On Tue, Jun 18, 2019 at 8:47 PM Thomas Munro <thomas.munro@gmail.com> wrote:

On Tue, Jun 18, 2019 at 6:40 PM PG Bug reporting form
<noreply@postgresql.org> wrote:

-- This gives an incorrect result of 999991, when 100000 is expected on
Postgres 11.3 and 12 beta 1.

Reproduced here. Investigating.

First clue is that if you change "WHERE c.base_id = a.id" to "WHERE
c.base_id = b.base_id", you get Parallel Hash Semi Join instead of
Parallel Hash Join, but an otherwise identical plan with the same Hash
Cond, and the result changes to 100000 instead of 999991.
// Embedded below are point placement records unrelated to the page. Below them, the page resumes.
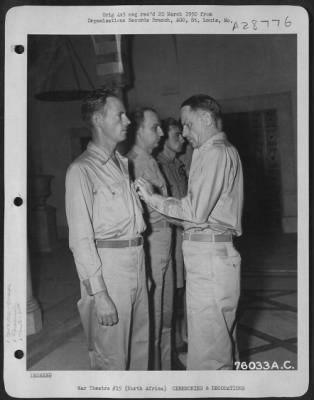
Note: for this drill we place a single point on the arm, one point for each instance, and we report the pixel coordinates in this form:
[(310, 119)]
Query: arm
[(81, 238), (203, 193)]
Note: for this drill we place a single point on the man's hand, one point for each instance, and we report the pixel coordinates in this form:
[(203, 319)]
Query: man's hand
[(143, 188), (105, 309)]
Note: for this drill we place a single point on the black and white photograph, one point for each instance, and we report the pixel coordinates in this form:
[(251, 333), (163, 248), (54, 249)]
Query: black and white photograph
[(160, 191)]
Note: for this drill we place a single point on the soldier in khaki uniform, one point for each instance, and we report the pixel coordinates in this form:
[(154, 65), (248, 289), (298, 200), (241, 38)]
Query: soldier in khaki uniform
[(146, 126), (174, 172), (211, 212), (105, 222)]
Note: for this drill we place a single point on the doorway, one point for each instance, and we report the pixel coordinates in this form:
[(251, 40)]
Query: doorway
[(256, 136)]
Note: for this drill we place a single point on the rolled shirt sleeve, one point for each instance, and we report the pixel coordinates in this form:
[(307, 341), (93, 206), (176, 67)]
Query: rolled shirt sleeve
[(209, 191), (79, 212)]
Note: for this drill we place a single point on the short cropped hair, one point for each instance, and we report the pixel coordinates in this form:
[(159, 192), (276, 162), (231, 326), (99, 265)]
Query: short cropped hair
[(95, 100), (206, 103), (137, 118), (167, 123)]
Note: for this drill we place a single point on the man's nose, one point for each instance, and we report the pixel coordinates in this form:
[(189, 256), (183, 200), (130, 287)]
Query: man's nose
[(126, 120)]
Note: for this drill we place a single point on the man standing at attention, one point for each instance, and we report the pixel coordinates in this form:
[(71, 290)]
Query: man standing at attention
[(147, 130), (105, 224), (174, 172), (211, 212)]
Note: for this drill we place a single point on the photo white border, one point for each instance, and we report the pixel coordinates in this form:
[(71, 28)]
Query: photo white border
[(61, 20)]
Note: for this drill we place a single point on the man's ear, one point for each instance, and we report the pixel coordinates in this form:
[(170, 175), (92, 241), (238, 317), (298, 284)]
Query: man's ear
[(95, 118), (206, 117)]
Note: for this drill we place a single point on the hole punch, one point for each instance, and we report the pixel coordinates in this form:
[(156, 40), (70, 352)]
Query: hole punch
[(18, 201), (19, 49), (19, 354)]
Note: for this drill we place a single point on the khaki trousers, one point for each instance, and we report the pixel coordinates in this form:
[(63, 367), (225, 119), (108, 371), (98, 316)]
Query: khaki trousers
[(212, 290), (126, 344), (162, 292)]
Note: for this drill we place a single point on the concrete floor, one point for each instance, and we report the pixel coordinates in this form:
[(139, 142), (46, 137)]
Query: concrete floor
[(267, 329)]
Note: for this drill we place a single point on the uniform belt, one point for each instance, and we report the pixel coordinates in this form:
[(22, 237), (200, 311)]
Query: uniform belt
[(160, 224), (118, 244), (206, 237)]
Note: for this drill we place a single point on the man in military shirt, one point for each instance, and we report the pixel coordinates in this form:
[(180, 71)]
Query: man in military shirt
[(105, 222), (174, 172), (147, 130), (211, 212)]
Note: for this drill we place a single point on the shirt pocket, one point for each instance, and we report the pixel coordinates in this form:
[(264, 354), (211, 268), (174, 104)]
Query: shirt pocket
[(110, 205)]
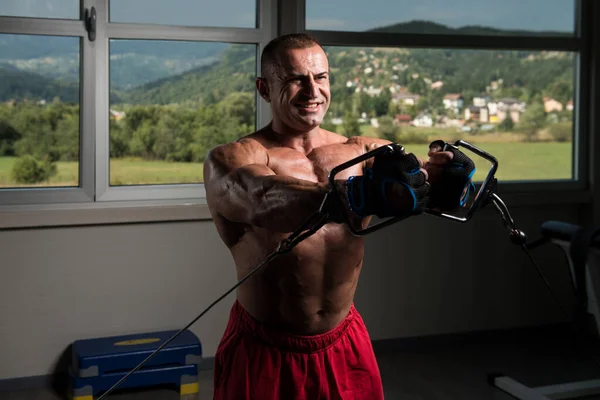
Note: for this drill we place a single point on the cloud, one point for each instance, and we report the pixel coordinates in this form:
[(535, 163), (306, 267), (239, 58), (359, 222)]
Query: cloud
[(325, 23)]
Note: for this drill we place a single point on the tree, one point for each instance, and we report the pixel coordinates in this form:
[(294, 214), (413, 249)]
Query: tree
[(507, 124), (351, 125)]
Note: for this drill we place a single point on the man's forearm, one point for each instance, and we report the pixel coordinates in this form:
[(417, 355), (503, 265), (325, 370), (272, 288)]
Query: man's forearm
[(274, 202)]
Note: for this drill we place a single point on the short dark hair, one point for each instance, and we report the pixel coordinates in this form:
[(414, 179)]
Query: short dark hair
[(271, 52)]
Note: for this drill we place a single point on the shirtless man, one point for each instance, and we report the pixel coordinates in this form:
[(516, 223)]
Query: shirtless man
[(293, 331)]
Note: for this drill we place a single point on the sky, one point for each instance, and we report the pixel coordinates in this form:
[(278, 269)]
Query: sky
[(345, 15)]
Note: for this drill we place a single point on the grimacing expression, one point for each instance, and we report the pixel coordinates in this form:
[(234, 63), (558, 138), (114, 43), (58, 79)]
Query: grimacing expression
[(298, 88)]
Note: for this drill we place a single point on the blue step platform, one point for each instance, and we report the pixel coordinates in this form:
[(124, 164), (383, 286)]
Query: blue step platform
[(99, 363)]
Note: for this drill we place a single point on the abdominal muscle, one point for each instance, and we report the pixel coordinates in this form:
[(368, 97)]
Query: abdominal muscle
[(308, 291)]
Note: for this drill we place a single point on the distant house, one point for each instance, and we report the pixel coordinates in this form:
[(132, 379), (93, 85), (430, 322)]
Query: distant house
[(510, 107), (482, 100), (551, 105), (454, 102), (479, 114), (402, 119), (405, 98), (423, 120)]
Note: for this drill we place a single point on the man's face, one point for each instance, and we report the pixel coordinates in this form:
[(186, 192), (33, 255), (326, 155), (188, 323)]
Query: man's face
[(298, 88)]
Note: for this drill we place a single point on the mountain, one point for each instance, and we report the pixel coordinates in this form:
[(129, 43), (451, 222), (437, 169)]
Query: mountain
[(133, 62), (16, 84), (235, 71), (428, 27), (162, 72)]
Second clue is that if you set enable_parallel_hash to off, you get a
Hash Semi Join for "WHERE c.base_id = b.base_id", but if you use
"WHERE c.base_id = a.id" you get a Hash Join over Hash of Unique of
Sort of c, instead of a Hash Semi Join.

That points to the problem: for JOIN_UNIQUE_INNER we plan a Parallel
Hash Join, but that's nonsense, there is no code to unique-ify the
partial inner side (because that's not possible). There may be
something better we can do here (like understanding that this should
really be a semi-join), but this works for me to prevent the bad plan:

diff --git a/src/backend/optimizer/path/joinpath.c
b/src/backend/optimizer/path/joinpath.c
index 501ad775cbe..e42c82c2bb4 100644
--- a/src/backend/optimizer/path/joinpath.c
+++ b/src/backend/optimizer/path/joinpath.c
@@ -1869,7 +1869,8 @@ hash_inner_and_outer(PlannerInfo *root,
                         * Can we use a partial inner plan too, so
that we can build a
                         * shared hash table in parallel?
                         */
-                       if (innerrel->partial_pathlist != NIL &&
enable_parallel_hash)
+                       if (innerrel->partial_pathlist != NIL &&
+                               save_jointype != JOIN_UNIQUE_INNER &&
enable_parallel_hash)
                        {
                                cheapest_partial_inner =
                                        (Path *)
linitial(innerrel->partial_pathlist);

--
Thomas Munro
https://enterprisedb.com

#6Thomas Munro
thomas.munro@gmail.com
In reply to: Thomas Munro (#5)
Re: BUG #15857: Parallel Hash Join makes join instead of exists

On Tue, Jun 18, 2019 at 9:24 PM Thomas Munro <thomas.munro@gmail.com> wrote:

That points to the problem: for JOIN_UNIQUE_INNER we plan a Parallel
Hash Join, but that's nonsense, there is no code to unique-ify the
partial inner side (because that's not possible). There may be
something better we can do here (like understanding that this should
really be a semi-join), but this works for me to prevent the bad plan:

Here's a tidier version with a comment and commit message.

--
Thomas Munro
https://enterprisedb.com

Attachments:

0001-Prevent-Parallel-Hash-Join-for-JOIN_UNIQUE_INNER.patchapplication/octet-stream; name=0001-Prevent-Parallel-Hash-Join-for-JOIN_UNIQUE_INNER.patchDownload+5-3
#7Tom Lane
tgl@sss.pgh.pa.us
In reply to: Thomas Munro (#6)
Re: BUG #15857: Parallel Hash Join makes join instead of exists

Thomas Munro <thomas.munro@gmail.com> writes:

Here's a tidier version with a comment and commit message.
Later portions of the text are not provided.